Centre for Applied Carmelite Spirituality (CACS)'s Podcast
The Centre for Applied Carmelite Spirituality (CACS) is a centre for research and formation that promotes spiritual formation and renewal, drawing on the rich resources of the venerable Carmelite tradition.
It is an apostolate of the Anglo-Irish Province of the Discalced Carmelites, based at the Carmelite Priory at Boars Hill, Oxford, England.
OUR MISSION
CACS strives to achieve its mission through structured study and formation programmes in spirituality from the Carmelite perspective, especially Prayer and Spiritual Direction. At the Centre for Applied Carmelite Spirituality, you are welcome to enter into the silence where God’s voice is heard in prayer, word and sacrament, inviting you to journey ever more deeply into a place of growth and wholeness. Our goal is to bring people to experience a life-transforming friendship with God through a lived experience of Carmelite spirituality that is authentic to its biblical roots.
Centre for Applied Carmelite Spirituality (CACS)'s Podcast
Pentecost Sunday
PENTECOST SUNDAY
Word & Wisdom is a weekly reflection on the Sunday’s scriptures and the wisdom of the Carmelite tradition. It promises to offer you real spiritual food to sustain you on the journey.
This Word and Wisdom Podcast is brought to you by the Centre for Applied Carmelite Spirituality, Oxford (carmelite.uk.net).
To receive audio and written copies, subscribe by emailing podcasts@cacs.org.uk
To connect with our Living Prayer Podcast on Youtube, kindly click: https://www.youtube.com/@CACSOxford
As significant as is the Feast of Pentecost, we cannot forget that the momentous event we celebrate was a beginning and not a completion. Pentecost is ceaseless. It is in fact an everyday experience, animating our personal spirituality and discipleship, as well as our shared efforts in making Christ's Church.
Indeed, anything that we do for the sake of faith is animated by this daily Pentecost. While writing the interior castle, St. Teresa of Avila confronted her perceived inadequacies as a writer by repeatedly drawing on the Holy Spirit to guide the expression of her thoughts and mystical insights. This attentiveness to the Holy Spirit rooted her work and ministry in God's love, while at the same time allowing her talents to be agitated for that spontaneous and creative burst which broke new ground for personal prayer and the Church.
Reading about the tongues of fire signifying the Holy Spirit's profusion of gifts upon the gathered disciples of Jesus is wondrous. After Christ's ascension, the absence of the one they had been following was acute.

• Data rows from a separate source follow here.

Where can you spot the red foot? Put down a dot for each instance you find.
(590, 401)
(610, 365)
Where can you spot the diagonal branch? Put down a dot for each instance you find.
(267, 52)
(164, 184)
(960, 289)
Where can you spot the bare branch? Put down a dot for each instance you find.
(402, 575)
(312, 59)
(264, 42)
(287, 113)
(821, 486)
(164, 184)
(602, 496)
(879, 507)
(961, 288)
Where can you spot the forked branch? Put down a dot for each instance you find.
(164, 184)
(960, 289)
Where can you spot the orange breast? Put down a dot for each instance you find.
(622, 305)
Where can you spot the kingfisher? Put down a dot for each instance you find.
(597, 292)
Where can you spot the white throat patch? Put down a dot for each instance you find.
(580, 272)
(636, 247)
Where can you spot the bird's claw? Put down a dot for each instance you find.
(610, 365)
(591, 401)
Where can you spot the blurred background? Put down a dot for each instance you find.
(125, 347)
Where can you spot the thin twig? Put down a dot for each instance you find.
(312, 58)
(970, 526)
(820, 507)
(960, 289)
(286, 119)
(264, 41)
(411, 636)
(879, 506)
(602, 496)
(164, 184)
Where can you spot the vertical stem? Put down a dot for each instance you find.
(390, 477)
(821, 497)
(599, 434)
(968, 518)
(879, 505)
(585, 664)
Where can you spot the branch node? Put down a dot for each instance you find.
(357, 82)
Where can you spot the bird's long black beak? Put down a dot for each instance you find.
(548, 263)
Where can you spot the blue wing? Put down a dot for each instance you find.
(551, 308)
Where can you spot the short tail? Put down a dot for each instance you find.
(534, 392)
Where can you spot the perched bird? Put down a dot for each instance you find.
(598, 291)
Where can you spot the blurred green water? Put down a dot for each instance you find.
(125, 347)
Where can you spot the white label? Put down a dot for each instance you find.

With Pentecost, the soul of each disciple, with his or her own gifts, was transfused by the Holy Spirit to participate intimately in the life and mission of Jesus.
As Acts reports, they emerged from the Cynical with an overflowing energy that transmitted the holiness of the Gospel to even those who spoke different languages. The Pentecost event launched the Church, and every day since, Pentecost enlivens, provokes, challenges, reforms and uplifts the Church as a whole, and each of us as its constitutive members. This persisting and pervasive presence of Pentecost touches us on three levels.
As children of God baptised in Jesus Christ, Pentecost brings us to personal fullness, instigating the growth through life's flourishing and setbacks by which we actualise our capacity for holiness. Carmelite theologian Constance Fitzgerald noted that the Spirit comes not only in speech but in silence, especially in those moments of desolation when our defences collapse. Pentecost accompanies us in the undoing and unlearning of breakdowns, as well as in energising leaps of breakthroughs.
Another level of Pentecost is as Church. The Synodal Pilgrimage begun by Pope Francis and now affirmed by Pope Leo, inherited structures and rituals inspired by the Spirit for previous centuries and cultures need to be reimagined again with the Holy Spirit to speak with urgency and compassion to the spiritual needs of this time. It is now our turn to leave the Cenacle, our turn to dare to speak in fresh ways the truth and hope of Christ.
The third outpouring of the Holy Spirit prepares each of us to heal our culture. Both Popes Francis and Leo have identified the malady besetting global society as polycrisis. Polycrisis admits that reality is now defined by a complex interconnection of problems which compound each other.
Pentecost is the antidote to polycrisis, a source of hope in a situation of despair, an illumination from wisdom when so much information has let us down, a gift that enriches without cost or exclusion, and a light that beckons us to follow Christ and pay the price of love which alone builds and secures peace.